An unlikely candidate for wound healing, potatoes are said to pull infections from any wound.
Place a few slices of raw potatoes on the injured area and tape them down, leaving them overnight. Depending on the infection, it helps to remove the pus in a day or two.
It is well known that Aloe Vera helps heal minor burns. Aloe Vera is also suitable for treating cuts and scrapes.
The gel within Aloe leaves has been used for thousands of years to treat wounds, burns, and similar skin conditions. This makes Aloe Vera identical to an antibiotic and a disinfectant.
Not only does it help nourish hair, but coconut oil is also known to have antibacterial and antifungal properties that make its use beneficial in treating a wound. To use coconut oil on minor injuries, follow the steps below:
- Apply coconut oil to the injured area.
- Bandage to seal in moisture.
- Apply the coconut oil and make the dressing change twice a day.
- Repeat this method for many days until the wound has completely healed.
Untreated or improperly treated infections can spread to other parts of the body and increase the risk of life-threatening complications. Seek immediate treatment for any infected cuts.
Seek urgent medical attention if your infection worsens or does not improve, if you have red streaks or worsening pain at the site of infection, if you have increased pus or a foul odor from the wound area, or if you have a fever or shaking chills.
Speeds up the healing process with the proper nutrients
Eating a healthy diet is essential for wound healing. Include foods from all the food groups: grains, vegetables, fruits, dairy products, poultry, and lean meat to strengthen your body.
Specifically, you may need:
Increase the calories you eat as wound healing requires energy. Have enough protein as it helps make new tissue. Think of meats, beans, nuts, and dairy products. Drink plenty of fluids, as healing can be hampered if the skin becomes dry.
Get enough vitamin C as it helps to synthesize collagen.
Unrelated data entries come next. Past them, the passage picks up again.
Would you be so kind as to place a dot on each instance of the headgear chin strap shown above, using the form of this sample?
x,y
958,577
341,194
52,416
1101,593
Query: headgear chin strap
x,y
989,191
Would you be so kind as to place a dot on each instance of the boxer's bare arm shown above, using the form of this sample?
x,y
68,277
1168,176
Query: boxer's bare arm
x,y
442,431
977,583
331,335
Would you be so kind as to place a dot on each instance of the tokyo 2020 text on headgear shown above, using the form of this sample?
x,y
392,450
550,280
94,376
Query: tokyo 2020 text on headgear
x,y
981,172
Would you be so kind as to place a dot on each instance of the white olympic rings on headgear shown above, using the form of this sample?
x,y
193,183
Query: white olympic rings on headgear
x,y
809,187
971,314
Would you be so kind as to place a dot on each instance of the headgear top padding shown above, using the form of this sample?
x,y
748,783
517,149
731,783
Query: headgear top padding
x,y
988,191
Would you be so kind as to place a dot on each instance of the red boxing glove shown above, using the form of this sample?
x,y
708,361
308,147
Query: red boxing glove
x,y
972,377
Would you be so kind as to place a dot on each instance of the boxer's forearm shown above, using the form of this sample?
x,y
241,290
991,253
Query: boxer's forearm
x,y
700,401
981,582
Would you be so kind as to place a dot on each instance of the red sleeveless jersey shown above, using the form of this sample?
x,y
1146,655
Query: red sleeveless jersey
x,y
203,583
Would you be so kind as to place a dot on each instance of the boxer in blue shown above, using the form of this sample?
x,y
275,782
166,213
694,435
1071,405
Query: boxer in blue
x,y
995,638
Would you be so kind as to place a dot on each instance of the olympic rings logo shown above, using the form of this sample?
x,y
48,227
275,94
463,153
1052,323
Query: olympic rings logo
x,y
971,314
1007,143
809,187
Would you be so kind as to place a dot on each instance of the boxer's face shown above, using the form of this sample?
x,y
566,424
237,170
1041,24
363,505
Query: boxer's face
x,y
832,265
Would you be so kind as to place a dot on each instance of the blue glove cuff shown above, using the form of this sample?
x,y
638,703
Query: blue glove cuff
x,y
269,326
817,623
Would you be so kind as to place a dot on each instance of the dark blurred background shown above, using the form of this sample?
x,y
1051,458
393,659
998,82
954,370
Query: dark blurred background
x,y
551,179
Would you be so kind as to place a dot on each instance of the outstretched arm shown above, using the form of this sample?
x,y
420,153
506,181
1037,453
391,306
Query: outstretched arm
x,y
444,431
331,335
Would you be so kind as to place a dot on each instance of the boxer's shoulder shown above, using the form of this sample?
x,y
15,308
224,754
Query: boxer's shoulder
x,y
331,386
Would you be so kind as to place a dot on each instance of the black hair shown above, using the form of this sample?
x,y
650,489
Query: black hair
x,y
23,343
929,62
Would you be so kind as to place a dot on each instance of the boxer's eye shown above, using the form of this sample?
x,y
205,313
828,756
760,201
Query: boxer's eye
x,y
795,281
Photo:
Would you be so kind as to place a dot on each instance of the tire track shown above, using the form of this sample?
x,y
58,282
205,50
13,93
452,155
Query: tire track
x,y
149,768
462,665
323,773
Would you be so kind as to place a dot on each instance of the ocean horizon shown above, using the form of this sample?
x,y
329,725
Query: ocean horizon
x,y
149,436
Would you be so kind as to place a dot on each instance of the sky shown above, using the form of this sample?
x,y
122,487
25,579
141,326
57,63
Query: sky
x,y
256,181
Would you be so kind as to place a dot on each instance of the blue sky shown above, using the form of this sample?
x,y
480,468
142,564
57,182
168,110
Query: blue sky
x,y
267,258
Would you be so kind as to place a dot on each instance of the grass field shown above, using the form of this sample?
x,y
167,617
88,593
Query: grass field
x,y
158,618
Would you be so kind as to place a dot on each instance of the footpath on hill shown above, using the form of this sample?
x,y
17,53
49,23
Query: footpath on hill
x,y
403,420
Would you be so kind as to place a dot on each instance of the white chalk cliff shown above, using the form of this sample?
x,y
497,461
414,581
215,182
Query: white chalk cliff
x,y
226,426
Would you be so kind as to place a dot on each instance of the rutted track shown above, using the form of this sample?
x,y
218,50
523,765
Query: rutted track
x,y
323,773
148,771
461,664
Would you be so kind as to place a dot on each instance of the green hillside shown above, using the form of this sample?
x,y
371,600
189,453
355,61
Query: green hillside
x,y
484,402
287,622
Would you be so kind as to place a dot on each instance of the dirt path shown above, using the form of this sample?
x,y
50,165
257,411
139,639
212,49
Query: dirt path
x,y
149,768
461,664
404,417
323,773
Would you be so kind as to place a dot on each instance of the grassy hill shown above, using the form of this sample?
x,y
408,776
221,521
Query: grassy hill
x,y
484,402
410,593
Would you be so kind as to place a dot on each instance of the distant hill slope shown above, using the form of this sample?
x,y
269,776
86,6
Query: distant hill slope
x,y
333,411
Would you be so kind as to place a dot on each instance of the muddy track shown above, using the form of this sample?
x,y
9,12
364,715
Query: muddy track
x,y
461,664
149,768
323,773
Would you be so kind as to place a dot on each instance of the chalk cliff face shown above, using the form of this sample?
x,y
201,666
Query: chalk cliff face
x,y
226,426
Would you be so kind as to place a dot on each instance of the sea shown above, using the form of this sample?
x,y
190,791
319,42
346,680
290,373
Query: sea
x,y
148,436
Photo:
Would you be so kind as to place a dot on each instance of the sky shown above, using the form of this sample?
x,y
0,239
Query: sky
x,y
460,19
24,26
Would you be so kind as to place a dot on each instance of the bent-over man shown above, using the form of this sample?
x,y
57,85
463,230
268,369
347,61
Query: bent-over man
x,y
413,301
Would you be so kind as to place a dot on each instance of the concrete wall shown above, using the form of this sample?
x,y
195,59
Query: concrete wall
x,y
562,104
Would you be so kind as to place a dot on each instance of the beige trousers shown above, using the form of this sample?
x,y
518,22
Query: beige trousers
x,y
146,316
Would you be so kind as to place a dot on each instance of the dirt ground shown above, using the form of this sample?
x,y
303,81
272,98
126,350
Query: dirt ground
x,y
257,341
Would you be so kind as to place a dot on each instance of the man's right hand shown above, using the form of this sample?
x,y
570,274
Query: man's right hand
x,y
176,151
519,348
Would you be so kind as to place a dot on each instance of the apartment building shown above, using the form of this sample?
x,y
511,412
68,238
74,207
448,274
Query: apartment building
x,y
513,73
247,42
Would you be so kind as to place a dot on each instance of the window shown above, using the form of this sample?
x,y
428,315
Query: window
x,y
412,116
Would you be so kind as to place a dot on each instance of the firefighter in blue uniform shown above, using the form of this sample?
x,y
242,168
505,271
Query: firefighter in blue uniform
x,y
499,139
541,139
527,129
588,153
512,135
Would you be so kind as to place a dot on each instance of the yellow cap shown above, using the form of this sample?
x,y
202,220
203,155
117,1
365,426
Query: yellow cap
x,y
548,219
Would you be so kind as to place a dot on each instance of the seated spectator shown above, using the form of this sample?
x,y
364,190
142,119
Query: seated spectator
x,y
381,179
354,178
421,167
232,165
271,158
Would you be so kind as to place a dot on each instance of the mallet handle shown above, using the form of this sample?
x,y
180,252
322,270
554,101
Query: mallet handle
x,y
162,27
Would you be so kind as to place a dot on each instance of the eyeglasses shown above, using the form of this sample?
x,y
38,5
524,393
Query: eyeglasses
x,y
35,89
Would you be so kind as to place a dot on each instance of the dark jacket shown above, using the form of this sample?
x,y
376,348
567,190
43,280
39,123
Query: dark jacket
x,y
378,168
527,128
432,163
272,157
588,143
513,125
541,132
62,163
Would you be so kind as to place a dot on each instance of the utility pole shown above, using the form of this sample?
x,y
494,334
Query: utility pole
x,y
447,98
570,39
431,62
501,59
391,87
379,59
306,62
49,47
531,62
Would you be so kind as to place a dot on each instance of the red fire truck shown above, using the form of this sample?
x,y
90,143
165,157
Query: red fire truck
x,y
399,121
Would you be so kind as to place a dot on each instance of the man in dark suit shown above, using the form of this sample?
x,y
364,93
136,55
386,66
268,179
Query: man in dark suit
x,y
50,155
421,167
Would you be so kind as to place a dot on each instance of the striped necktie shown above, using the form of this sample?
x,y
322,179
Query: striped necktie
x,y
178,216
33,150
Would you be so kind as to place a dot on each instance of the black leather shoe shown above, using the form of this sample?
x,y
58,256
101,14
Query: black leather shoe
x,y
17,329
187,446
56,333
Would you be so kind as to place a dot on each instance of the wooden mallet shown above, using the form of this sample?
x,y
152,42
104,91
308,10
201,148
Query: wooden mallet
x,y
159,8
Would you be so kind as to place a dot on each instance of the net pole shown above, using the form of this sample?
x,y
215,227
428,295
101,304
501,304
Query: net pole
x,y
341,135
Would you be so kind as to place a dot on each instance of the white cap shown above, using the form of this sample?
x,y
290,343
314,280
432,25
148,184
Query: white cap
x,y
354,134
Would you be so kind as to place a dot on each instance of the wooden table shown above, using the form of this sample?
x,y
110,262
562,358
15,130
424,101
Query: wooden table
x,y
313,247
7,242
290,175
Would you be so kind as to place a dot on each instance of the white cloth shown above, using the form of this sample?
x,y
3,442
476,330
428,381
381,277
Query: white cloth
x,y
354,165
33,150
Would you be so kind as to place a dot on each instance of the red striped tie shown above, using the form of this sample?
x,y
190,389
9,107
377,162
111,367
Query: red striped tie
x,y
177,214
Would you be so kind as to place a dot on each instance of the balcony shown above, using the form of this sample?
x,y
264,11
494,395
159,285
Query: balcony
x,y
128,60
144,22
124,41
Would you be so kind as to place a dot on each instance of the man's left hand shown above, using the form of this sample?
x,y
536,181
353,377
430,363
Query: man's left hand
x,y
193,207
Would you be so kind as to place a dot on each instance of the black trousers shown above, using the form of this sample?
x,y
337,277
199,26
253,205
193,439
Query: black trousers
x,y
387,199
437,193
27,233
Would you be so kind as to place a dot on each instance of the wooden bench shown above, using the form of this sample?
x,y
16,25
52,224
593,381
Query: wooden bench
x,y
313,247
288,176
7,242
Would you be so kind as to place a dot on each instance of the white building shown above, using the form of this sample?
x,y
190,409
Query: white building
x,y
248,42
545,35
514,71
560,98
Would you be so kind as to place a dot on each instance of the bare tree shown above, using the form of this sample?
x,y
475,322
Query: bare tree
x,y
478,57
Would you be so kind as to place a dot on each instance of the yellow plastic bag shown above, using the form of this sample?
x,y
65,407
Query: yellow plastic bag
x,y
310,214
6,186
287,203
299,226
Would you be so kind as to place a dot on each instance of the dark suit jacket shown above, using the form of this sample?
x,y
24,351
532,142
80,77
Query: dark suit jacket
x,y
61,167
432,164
Try eating leafy green vegetables and citrus fruits to increase your vitamin C intake.
When the healing process is interrupted due to internal or external factors such as humidity, infection, age, and the type of nutrition, it only aggravates the problem.
The wound healing process must be supported by proper nutrition. At the time of healing, it is essential to take in additional calories that should come more from protein. Without adequate food and nutrition, the wound condition may not heal quickly.
Therefore, we can conclude that it is tough to avoid injuries intentionally or not. Still, practical steps can always be taken to reduce the severity of wound infections with those injuries.
Knowing a thing or two about the steps in treating wound infection properly is helpful.
Quitting Smoking: Slows Healing
Smoking can make your blood vessels smaller. This makes it difficult for them to bring healing factors, nutrients, and oxygen to the wound, all of which are important for healing.